In selecting the winning design, the competition jury appears to have given no weight to the practical use of the building as a museum. There are vast facades of north facing glass that will trap heat and be an environmental and conservation nightmare. The long vertiginous escalators will be a safety risk for moving people and objects in the building. The empty caverns at the base of the buildings, a necessity because the site floods, are spruiked as an exciting 24 hour open precinct. Did anyone on the jury go to Parramatta at 3.00am? The cost and practicality of providing 24/7 security for these vast spaces must be keeping the Powerhouse CEO awake at night.

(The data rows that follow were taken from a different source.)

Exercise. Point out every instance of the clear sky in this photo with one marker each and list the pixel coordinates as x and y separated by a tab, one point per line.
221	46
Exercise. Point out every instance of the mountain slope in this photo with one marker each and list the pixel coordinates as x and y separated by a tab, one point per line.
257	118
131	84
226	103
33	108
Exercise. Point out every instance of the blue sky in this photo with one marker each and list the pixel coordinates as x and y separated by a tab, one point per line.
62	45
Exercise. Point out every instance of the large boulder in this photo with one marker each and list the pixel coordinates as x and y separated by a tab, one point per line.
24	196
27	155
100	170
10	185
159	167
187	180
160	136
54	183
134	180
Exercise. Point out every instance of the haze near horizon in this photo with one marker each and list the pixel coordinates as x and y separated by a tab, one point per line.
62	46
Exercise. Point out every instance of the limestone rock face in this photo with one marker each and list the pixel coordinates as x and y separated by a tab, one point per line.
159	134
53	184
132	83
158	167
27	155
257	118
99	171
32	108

A bait and switch exercise
While everyone is pouring over the puzzling selection of a ‘hyper-platform’ building for the evicted collections from the Powerhouse Museum, the real prize is the museum’s site at Ultimo. This must pay big time for the Parramatta museum. Planning Minister Rob Stokes is busy finessing the up-zoning of Pyrmont Ultimo to deliver the biggest possible development opportunity for the site. Expect to see towers of perhaps 70-100 stories on the PHM site, including where Lionel Glendenning’s Sulman award winning Wran building now stands on Harris Street.

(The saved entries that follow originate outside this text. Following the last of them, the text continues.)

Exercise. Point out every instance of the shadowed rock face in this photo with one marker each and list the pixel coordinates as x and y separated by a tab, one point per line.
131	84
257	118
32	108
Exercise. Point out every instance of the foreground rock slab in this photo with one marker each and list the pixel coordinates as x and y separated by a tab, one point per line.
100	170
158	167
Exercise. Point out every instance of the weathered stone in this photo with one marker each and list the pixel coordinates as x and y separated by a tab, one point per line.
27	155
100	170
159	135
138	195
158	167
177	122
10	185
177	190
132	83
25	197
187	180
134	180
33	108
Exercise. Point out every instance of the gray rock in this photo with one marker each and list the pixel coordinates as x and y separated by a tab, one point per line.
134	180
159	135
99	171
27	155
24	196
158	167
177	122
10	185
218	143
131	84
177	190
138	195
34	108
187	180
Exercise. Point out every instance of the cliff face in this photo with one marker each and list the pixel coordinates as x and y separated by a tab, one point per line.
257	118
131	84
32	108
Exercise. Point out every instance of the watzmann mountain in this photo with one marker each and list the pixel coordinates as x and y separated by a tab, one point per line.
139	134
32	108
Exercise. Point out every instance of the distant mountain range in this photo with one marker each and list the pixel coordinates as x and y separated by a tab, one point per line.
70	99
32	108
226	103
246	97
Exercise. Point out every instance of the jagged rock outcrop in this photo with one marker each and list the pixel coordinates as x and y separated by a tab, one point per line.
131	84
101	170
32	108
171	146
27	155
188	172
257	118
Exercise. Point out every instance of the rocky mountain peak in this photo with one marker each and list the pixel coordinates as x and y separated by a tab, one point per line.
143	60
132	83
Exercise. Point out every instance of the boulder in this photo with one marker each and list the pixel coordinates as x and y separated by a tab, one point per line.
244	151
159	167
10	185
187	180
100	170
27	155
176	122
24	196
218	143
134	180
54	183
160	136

The government’s move on the assets of the Powerhouse Museum is a scandalous bait and switch exercise. We’ll take your 2.6 hectare city site, and you move the museum 23kms to a constrained flood prone riverbank less than half the size of the PHM, with the collections shunted up the road to Castle Hill, or farmed out to volunteer museums. It’s a shame the museum will lose more 50% of its audiences and income but we won’t be compensating you for that. At a cost of more than $1.5b the deal is such poor value for the NSW taxpayers it is worthy of a complaint to Fair Trading. But in this case the shonky salesman is the government.